Response: SAE models are commonly applied to a wide variety of different tasks, such that we are not aware that there is any particular most popular benchmark. That being said, arguably the most high-profile recent application is to the analysis of LLM activation layers, and we have included such experimentation in our paper. We have also added another new application example to the rebuttal; please see our response to Reviewer WZdZ. Moreover, the metrics we adopt closely mirror prior work as well.
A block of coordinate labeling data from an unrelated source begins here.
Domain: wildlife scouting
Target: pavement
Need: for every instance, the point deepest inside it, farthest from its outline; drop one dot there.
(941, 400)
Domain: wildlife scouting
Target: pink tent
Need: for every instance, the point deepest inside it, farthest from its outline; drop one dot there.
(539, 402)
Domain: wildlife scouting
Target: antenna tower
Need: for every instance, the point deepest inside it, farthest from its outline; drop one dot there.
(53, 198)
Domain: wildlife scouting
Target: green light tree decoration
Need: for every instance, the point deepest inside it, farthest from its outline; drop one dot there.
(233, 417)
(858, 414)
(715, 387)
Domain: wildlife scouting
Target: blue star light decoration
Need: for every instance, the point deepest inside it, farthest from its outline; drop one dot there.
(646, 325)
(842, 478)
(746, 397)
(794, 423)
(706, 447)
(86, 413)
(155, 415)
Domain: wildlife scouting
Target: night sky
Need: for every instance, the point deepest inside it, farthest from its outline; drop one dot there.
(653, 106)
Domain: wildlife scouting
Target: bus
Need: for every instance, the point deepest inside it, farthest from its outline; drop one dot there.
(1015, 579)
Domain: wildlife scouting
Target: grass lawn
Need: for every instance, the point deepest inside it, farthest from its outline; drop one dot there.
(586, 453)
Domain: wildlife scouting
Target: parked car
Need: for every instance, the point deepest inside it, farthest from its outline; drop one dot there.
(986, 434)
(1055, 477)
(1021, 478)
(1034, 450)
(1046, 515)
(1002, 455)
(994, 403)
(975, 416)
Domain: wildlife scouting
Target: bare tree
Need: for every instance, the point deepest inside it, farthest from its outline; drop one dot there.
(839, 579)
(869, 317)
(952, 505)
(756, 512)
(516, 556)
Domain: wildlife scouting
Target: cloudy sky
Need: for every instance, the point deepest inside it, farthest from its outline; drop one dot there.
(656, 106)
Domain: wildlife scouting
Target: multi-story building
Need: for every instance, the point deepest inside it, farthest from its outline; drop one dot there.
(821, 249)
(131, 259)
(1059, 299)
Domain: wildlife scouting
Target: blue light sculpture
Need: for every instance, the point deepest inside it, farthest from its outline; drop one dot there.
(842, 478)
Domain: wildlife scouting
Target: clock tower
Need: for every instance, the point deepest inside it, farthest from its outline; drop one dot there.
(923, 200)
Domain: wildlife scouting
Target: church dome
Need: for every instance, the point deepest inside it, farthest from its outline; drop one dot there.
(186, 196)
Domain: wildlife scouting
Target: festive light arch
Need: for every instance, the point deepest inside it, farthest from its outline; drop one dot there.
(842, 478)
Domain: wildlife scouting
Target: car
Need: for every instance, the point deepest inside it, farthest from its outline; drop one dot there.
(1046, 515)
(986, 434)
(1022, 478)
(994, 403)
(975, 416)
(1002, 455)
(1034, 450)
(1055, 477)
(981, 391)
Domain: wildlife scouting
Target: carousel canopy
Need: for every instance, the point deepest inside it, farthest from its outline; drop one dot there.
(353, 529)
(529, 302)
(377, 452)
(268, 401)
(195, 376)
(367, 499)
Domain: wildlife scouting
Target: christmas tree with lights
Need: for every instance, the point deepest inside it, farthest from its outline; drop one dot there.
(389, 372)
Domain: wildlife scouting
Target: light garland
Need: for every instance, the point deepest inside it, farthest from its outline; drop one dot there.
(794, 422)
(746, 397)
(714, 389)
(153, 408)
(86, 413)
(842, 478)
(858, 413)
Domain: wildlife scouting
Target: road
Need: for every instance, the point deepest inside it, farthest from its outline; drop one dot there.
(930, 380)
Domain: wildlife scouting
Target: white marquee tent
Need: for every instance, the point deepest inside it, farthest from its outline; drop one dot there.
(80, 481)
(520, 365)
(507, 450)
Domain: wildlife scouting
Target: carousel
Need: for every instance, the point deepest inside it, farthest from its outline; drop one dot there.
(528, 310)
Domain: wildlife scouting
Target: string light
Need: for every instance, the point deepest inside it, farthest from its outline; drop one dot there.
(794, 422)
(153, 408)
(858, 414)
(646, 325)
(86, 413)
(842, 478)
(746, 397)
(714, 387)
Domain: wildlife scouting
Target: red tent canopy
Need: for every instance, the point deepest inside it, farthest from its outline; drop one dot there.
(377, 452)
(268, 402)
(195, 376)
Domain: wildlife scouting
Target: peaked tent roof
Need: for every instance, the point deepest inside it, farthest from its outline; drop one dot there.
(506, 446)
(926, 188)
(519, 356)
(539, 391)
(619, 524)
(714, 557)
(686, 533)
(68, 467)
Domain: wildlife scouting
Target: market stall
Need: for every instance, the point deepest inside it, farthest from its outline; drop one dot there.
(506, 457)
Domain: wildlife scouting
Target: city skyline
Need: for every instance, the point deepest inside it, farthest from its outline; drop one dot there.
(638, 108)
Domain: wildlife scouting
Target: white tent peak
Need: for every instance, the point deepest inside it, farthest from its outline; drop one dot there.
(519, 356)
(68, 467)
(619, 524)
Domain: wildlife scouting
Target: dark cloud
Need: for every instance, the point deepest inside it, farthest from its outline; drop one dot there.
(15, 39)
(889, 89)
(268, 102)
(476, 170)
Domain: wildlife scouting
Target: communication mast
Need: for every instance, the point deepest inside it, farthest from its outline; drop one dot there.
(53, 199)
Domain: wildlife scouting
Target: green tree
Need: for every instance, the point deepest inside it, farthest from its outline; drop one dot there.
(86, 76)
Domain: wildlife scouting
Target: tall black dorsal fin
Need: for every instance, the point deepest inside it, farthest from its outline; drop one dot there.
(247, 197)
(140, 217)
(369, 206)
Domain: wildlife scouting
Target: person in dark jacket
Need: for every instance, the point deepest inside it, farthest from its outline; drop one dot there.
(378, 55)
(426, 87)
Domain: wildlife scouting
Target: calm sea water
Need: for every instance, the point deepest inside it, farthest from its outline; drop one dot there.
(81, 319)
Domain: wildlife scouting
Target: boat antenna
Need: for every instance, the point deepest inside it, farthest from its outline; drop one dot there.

Comment: 1. ... Testing on more diverse image datasets like ImageNet or COCO.

Response: While we agree further testing can always be valuable, our focus is not specifically on computer vision tasks, which is why our submission also includes multiple non-image examples. Moreover, we do not commonly see SAE models applied to ImageNet or COCO. Still, application to broader image classes is a useful suggestion for future work.

Comment: 2. Although the paper claims improvements over traditional VAEs, reported gains might not be substantial enough to justify the additional complexity introduced by the VAEase model ...

Response: We respectfully disagree with this point for multiple key reasons. First and most importantly, our proposed VAEase approach does not introduce additional complexity over a regular VAE. Instead, it merely reuses the exact same encoder variances as a novel gating mechanism; hence no further justifications are needed with regard to complexity. And secondly, for a fixed reconstruction error, VAEase does in fact produce much greater sparsity across a wide range of tasks as desired. Of course the reported reconstruction errors are often similar, but this is specifically part of the experimental design to facilitate meaningful sparsity comparisons. Along these lines, we also note that under listed strengths, the reviewer specifically mentioned that our experiments are "well-designed and demonstrate clear improvements of VAEase over existing methods."

Comment: 3. The paper emphasizes the theoretical and experimental aspects of VAEase but lacks a clear discussion on its practical applications ... benefits of adaptive sparsity and reduced reconstruction error are not directly linked to specific use cases.

Response: Given the vast literature involving SAE models, we largely defer treatment of particular practical applications to prior work. That being said, we do link the benefits of adaptive sparsity and reduced reconstruction errors to the specific use case of LLM activation interpretability. In particular, to complement more subjective/qualitative analysis of SAE-learned representations, we follow common practice in the LLM literature that advocates specifically for comparing sparsity levels at a shared reconstruction error, with greater sparsity (meaning adaptive sparsity from sample to sample as our VAEase achieves) being associated with better interpretability. Even so, we are happy to include further references to this effect (although space in our submission is tight, so there is quite limited room for much additional discussion).

Comment: 4. ...The authors could benefit from a more concise summary of the key innovations and their implications, rather than focusing solely on detailed proofs.

Response: As an important clarification, our work does not focus solely on detailed proofs. In fact, all proofs are exclusively deferred to the very end of our paper deep in the appendices, and certainly not treated as a central focus. And for reference, we concisely list our central innovations and their consequences on the bulleted paragraphs beginning on Line 60 as well as pointers to other sections therein.